0

I'd like to extract data from excel file to OLE DB by using SSIS. The source files are some excel files. The identification for each entry is the date.There are some duplicated data between these files.

For example

In file1, the date of entries are from 01/01/13 to 01/15/13.

In file2, the date of entries are from 01/01/13 to 01/31/13. file2 has all the entries which file1 has.

If I run the SSIS package with file1, then all entries in file1 will be imported to OLE DB. If I run the package with file2, then only the different parts in file2 will be imported to OLE DB, the parts which file1 has will not be imported to OLE DB so that it avoids the duplication.

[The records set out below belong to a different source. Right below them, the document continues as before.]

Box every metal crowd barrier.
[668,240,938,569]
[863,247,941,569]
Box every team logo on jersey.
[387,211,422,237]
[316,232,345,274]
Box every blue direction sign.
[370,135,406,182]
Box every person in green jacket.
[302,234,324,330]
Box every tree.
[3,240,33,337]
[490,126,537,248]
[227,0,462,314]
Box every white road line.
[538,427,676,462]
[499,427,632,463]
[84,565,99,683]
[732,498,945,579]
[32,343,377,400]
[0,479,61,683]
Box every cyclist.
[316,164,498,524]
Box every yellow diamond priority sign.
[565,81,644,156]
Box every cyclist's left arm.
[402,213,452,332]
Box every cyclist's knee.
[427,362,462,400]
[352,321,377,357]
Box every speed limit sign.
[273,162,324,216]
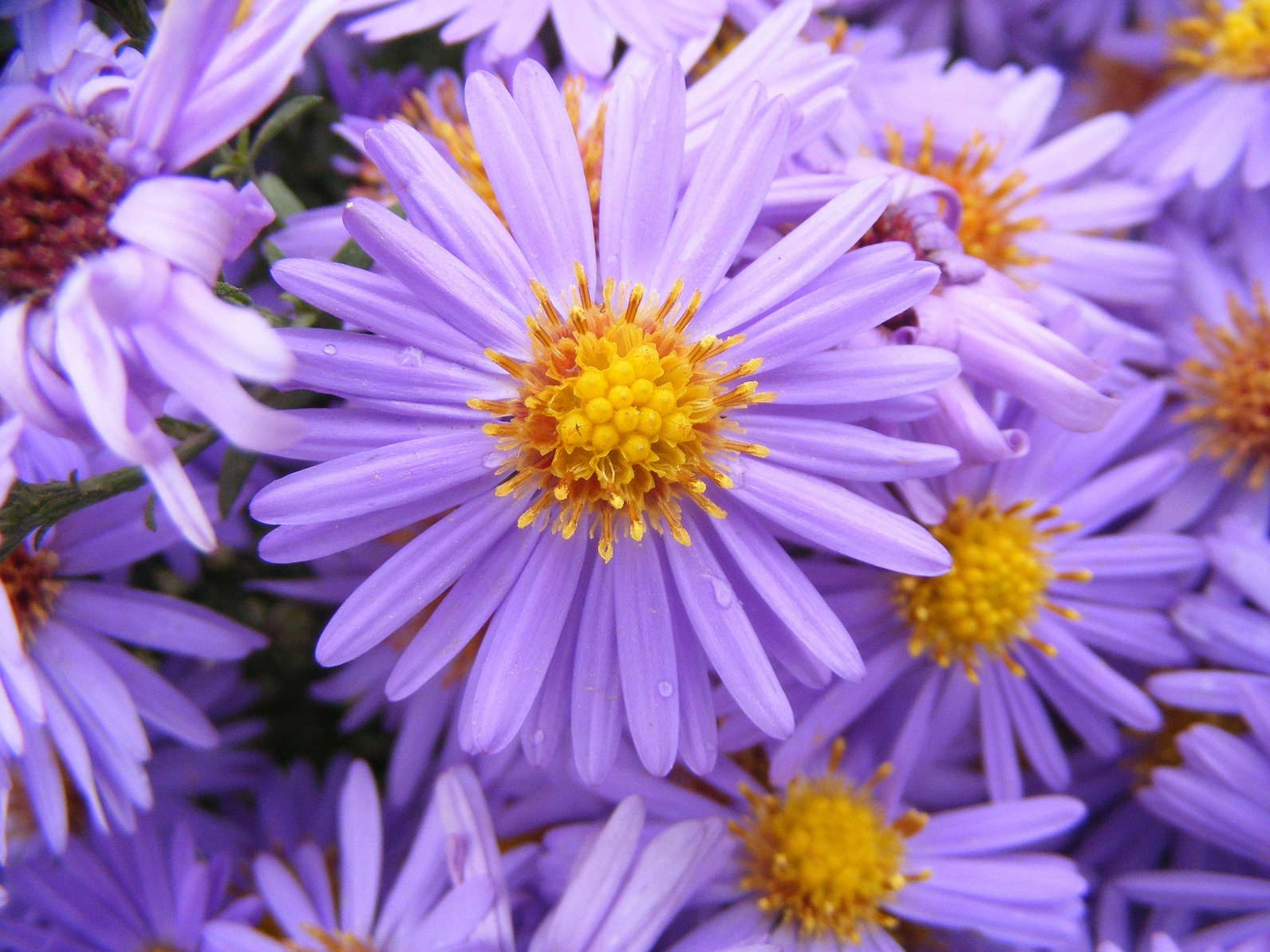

If I run file2 one more time, then nothing happens, because all data is in the OLE DB and the new imported data is the duplicated one.

What function should I use in SSIS to do this?

Samual
  • 1
  • 1
  • Which part are you having trouble with? Parsing the files? Trimming out duplicate entries? Putting the non-duplicates in the database? – Pete Baughman Apr 08 '14 at 21:51
  • If you can use the staging table. Stage the data from file1, file 2.....file n. Then data is yours, just use the distinct query to load to your respective table. Hope it helps – Gowdhaman008 Apr 09 '14 at 07:19

1 Answers1

0

I would add a Lookup transformation to the Data Flow Task. This would match on the Date column from the target tables. On the Lookup / General page I would choose: Redirect rows to no match ouput.

Then I would connect the Lookup / No Match output to the Destination.

Mike Honey
  • 14,523
  • 1
  • 24
  • 40